A notre arrivée, nous avions quelques heures seulement devant nous pour nous promener dans Vientiane avant de filer vers Vang Vieng.

Si beaucoup nous avait précisé que la ville était pour eux sans intérêts, nous l’avons trouvé plutôt agréable. Le centre est certes tout petit et à l’opposé des capitales gigantesques des P1030777pays voisins, mais il est agréable de s’y promener et d’aller flâner dans ses pagodes.
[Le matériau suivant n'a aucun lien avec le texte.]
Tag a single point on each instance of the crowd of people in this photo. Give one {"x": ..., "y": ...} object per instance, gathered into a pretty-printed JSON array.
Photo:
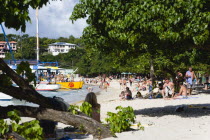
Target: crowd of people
[
  {"x": 166, "y": 89},
  {"x": 180, "y": 87}
]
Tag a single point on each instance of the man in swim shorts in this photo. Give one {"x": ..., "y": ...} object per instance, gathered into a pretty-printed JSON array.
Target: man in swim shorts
[
  {"x": 190, "y": 76},
  {"x": 168, "y": 88}
]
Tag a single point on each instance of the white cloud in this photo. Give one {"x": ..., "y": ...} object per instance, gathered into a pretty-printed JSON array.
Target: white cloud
[{"x": 54, "y": 21}]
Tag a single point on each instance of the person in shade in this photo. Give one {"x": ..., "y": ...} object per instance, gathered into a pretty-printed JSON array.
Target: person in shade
[
  {"x": 168, "y": 89},
  {"x": 182, "y": 91},
  {"x": 91, "y": 99},
  {"x": 128, "y": 94},
  {"x": 190, "y": 76}
]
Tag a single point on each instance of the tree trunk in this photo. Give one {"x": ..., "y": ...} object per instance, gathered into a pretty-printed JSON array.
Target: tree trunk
[
  {"x": 50, "y": 108},
  {"x": 152, "y": 72},
  {"x": 98, "y": 130}
]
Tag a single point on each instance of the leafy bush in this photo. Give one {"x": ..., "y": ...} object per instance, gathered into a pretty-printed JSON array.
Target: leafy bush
[
  {"x": 85, "y": 108},
  {"x": 29, "y": 130},
  {"x": 121, "y": 120}
]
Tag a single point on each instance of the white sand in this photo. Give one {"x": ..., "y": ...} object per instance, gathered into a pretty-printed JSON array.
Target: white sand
[{"x": 159, "y": 118}]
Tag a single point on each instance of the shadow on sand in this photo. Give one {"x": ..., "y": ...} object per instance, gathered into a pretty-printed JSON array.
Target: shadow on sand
[{"x": 184, "y": 110}]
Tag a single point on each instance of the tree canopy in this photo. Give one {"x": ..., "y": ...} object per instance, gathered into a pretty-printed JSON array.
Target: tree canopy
[
  {"x": 172, "y": 33},
  {"x": 15, "y": 13}
]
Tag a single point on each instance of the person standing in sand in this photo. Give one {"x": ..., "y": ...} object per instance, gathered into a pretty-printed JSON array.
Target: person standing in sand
[
  {"x": 128, "y": 93},
  {"x": 190, "y": 76},
  {"x": 168, "y": 88},
  {"x": 182, "y": 91},
  {"x": 91, "y": 99},
  {"x": 120, "y": 81}
]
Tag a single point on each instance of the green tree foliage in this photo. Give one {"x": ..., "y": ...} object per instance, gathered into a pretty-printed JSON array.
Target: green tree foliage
[
  {"x": 122, "y": 120},
  {"x": 15, "y": 13},
  {"x": 172, "y": 33},
  {"x": 29, "y": 130}
]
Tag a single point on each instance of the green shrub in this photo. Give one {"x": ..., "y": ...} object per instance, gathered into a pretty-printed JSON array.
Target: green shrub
[
  {"x": 121, "y": 120},
  {"x": 85, "y": 108},
  {"x": 29, "y": 130}
]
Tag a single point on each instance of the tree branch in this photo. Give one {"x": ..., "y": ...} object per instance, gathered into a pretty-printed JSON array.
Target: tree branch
[
  {"x": 92, "y": 126},
  {"x": 26, "y": 92}
]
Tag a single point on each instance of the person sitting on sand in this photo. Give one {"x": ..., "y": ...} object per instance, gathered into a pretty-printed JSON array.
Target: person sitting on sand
[
  {"x": 182, "y": 91},
  {"x": 138, "y": 95},
  {"x": 168, "y": 88},
  {"x": 144, "y": 86},
  {"x": 128, "y": 93},
  {"x": 91, "y": 99},
  {"x": 122, "y": 95}
]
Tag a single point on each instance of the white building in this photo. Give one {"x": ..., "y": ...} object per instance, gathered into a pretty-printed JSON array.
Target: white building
[
  {"x": 60, "y": 47},
  {"x": 4, "y": 48}
]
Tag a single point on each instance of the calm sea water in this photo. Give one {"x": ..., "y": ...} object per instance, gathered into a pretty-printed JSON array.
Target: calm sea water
[{"x": 69, "y": 96}]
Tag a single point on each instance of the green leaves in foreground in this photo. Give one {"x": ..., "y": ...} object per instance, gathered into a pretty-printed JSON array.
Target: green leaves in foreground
[
  {"x": 121, "y": 120},
  {"x": 29, "y": 130},
  {"x": 85, "y": 108}
]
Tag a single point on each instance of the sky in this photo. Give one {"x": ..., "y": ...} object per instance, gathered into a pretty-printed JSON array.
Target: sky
[{"x": 54, "y": 21}]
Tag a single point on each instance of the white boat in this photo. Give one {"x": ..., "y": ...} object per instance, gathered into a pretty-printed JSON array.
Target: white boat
[
  {"x": 47, "y": 87},
  {"x": 5, "y": 97}
]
Le Patuxai, sorte d’arc de Triomphe local, a même un certain style, même s’il reste inachevé et donc assez grossier.

Après quelques heures de bus, à zigzaguer sur des routes à flan de montagnes offrant des paysages de forêts tropicales à perte de vue, nous avons posé nos bagages à Vang Vieng, toute petite ville au milieu du Nord Laos. Destination très connue des jeunes routards qui aiment à s’y reposer et boire des bières, coincés dans des chambres à air de camion et glissant le long de la rivière qui borde la ville, elle permet de profiter des richesses naturelles qu’offre le Laos. Le lieu est même surnommé la « baie d’Along laotienne » et on ne peut qu’approuver tant le coucher de soleil sur les pitons rocheux laotiens rappelle celui aperçu chez les voisins vietnamiens.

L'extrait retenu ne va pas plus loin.